Laki Mera, DJ set

Kevin Clynes 07/10/2010

There's a certain danger than can befall any artist or band that creates the kind of accessible, electronica-drenched soundscapes that Laki Mera specialise in, and that's the threat of being deemed 'coffee-table music', a term that not so much describes a genre but rather implies an audience that has a rack full of 'chilled' compilation albums to stick on while the guests delicately nibble the foie gras. As 'true music fans' we're supposed to revile the meaningless-but-pleasant sounds of Zero 7 and their ilk, but it's hard to deny the intrinsic appeal of a band utilising a modern digital sound underpinned by solid, succinct song writing, and it's here that the Glasgow four-piece absolutely succeed.

A word about the venue first, though; the InSpiral Lounge is a beautifully cosy little venue/cafe by the Camden Lock with an atmosphere of all its own. Focusing on organic cuisine and promoting positive energy and health, the buzzing energy, eclectic decor and dedicated clientele all result in making you feel like you've discovered the friendliest little club in the city, though I suspect word-of-mouth will soon increase its mindshare amongst the more organically-inclined of us.

As the band take the stage, I can't help wondering how their insular, moody atmosphere will translate to the cheery surroundings of InSpiral, but any concerns are silenced with the rest of the crowd as Laura Donnelly's delayed vocals begin to ring out over Keir Long's shimmering electric keys. It's a short introduction that could also be a mission statement of sorts; within two short minutes we're instantly transported into Laki Mera's world, and Donnelly is the ghostly siren leading us there, her irresistible, tender vocal providing just the right amount of relatable humanity above a swirling digital backdrop. An arresting frontwoman who manages to capture your attention whilst rarely opening her eyes, her voice, reminiscent of Jean-Benoit Dunckel of Air's electronically-assisted vocal on perennial chillout tune 'Sexy Boy', is strong enough to pull off two wholly-acoustic numbers that are both so delicate it seems a sin to speak lest you miss a single note Donnelly plays.

Impressive though their frontwoman is the rest of the band gel tightly together but still manage to imprint their own stamp on their collective sound. Keir Long is, in a way, the real star of the show, his hands moving deftly from one keyboard to another as he sends out rippling synth lines and piano chords that wash like a digital tide over Andrea Gobbi's circling bass lines that echo 'Blue Lines' era Massive Attack without ever sounding too derivative. One of the highlights of the set occurs mid-way through, when Donnelly takes a break and the spotlight falls on the rest of the band, who launch into a hypnotic, rhythmic instrumental that, thanks to its concise structure, doesn't outstay its welcome.

In fact one of Laki Mera's biggest advantages over other similar acts that rely more on atmosphere than melody is their refusal to lose a sense of structure and pacing. There are no lengthy, moody freeform tracks to be found in the set, and the band have mastered the art of dropping the bottom end away from the song while Donnelly's ghostly yearnings guide us through until the rhythm section drop back in dramatically, creating a sound that is altogether 'heavier' than most of the acts of their breed whilst retaining their accessible glossy electric sheen.
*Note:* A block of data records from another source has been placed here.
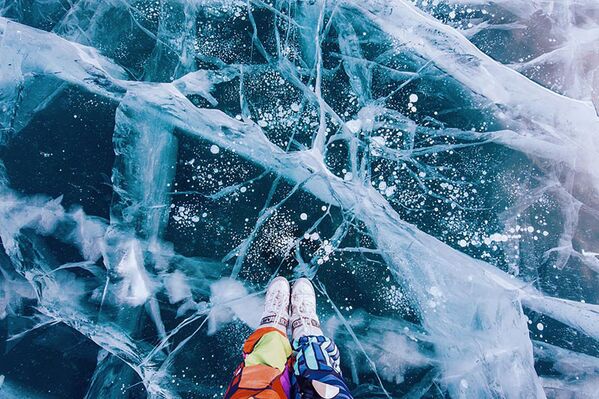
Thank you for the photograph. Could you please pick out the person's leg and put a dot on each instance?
(316, 371)
(264, 372)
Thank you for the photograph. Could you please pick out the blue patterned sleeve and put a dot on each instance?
(316, 371)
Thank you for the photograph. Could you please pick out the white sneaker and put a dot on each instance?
(304, 320)
(276, 305)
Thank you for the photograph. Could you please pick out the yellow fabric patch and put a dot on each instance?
(272, 350)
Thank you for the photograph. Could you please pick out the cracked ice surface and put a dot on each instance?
(432, 166)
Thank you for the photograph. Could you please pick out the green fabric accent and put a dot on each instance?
(272, 350)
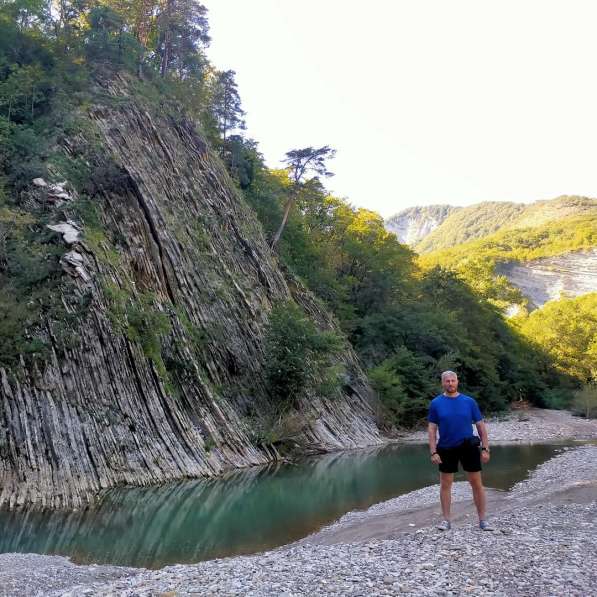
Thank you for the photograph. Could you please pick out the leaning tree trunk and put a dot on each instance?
(287, 209)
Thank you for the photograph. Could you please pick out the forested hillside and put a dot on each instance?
(565, 328)
(457, 225)
(132, 264)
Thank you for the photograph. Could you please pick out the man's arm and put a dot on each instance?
(482, 430)
(432, 432)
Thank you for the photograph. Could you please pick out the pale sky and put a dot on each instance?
(426, 101)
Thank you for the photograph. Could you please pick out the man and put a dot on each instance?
(453, 415)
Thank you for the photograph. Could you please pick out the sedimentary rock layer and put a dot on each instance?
(102, 411)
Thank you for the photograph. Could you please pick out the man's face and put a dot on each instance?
(450, 384)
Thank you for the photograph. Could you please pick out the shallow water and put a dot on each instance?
(244, 512)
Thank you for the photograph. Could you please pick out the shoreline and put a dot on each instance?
(392, 547)
(529, 426)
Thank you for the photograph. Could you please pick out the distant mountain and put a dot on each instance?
(415, 223)
(553, 255)
(468, 223)
(439, 227)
In terms of musical highlights, the opener of debut EP 'Clutter', 'She's a Day Later' remains a concise summation of everything this band does well; gradually building around an infectious synth bass line that adds a dark tension to the velvety-smooth vocals and synths that creep in subtly, before dropping into a chorus that really could be called anthemic were it not so delicate and introspective. The jerky, paranoid extended coda provides a glimpse into the real heart of the band's sound, but as a stand-alone pop song, 'She's a Day Later' works.
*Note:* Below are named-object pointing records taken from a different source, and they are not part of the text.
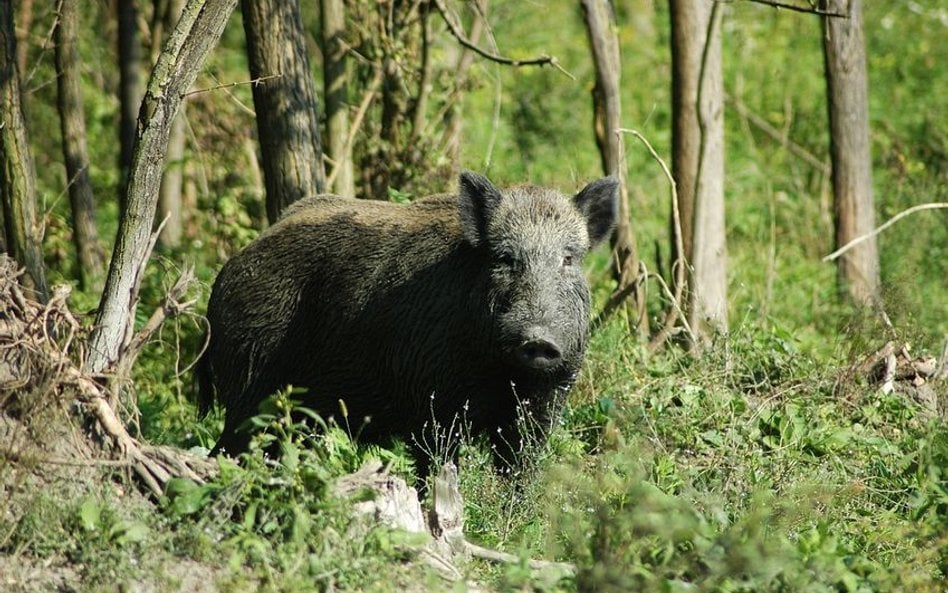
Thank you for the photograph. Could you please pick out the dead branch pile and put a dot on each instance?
(40, 368)
(894, 369)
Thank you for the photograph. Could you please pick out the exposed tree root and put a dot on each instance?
(39, 355)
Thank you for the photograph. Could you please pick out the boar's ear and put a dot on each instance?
(598, 202)
(477, 199)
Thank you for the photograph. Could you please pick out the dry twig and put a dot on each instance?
(887, 224)
(464, 41)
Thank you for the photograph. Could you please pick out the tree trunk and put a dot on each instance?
(130, 87)
(698, 158)
(847, 99)
(25, 8)
(197, 31)
(336, 91)
(22, 227)
(601, 29)
(170, 208)
(286, 106)
(89, 258)
(451, 139)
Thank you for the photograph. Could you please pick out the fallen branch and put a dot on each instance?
(504, 558)
(227, 85)
(763, 125)
(793, 7)
(464, 41)
(887, 224)
(678, 266)
(27, 345)
(356, 123)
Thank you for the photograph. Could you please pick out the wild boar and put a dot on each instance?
(467, 310)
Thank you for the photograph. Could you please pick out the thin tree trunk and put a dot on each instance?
(25, 8)
(286, 105)
(601, 29)
(698, 158)
(22, 226)
(130, 87)
(455, 122)
(336, 91)
(847, 99)
(170, 208)
(89, 257)
(197, 31)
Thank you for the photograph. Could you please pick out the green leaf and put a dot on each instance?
(90, 514)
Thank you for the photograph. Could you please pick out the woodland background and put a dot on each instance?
(800, 447)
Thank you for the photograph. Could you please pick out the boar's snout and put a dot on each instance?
(538, 351)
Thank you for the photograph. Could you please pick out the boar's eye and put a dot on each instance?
(506, 259)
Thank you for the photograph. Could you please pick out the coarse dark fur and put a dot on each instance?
(454, 310)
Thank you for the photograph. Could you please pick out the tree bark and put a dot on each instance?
(286, 105)
(22, 226)
(454, 126)
(336, 91)
(847, 99)
(601, 30)
(170, 208)
(197, 31)
(698, 158)
(89, 257)
(130, 87)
It's important to remember Laki Mera are a young band, and their catalogue of work so far can be a diffuse collection, drawing on many influences and using a wide range of sounds that doesn't completely succeed in providing a consistent sound they can call their own. What they do have is a clear grasp of dynamics and structure to match their ethereal ambience and a charisma that exudes effortlessly during their live shows. In Laura Donnelly they have a frontwoman who commands your attention while retaining a certain distance from the crowd, lost in her performance, creating a curiously private atmosphere to the whole affair. Currently working on their second album, if they can further refine their undeniable pop sensibilities a much larger audience that can be crammed into InSpiral is theirs for the taking.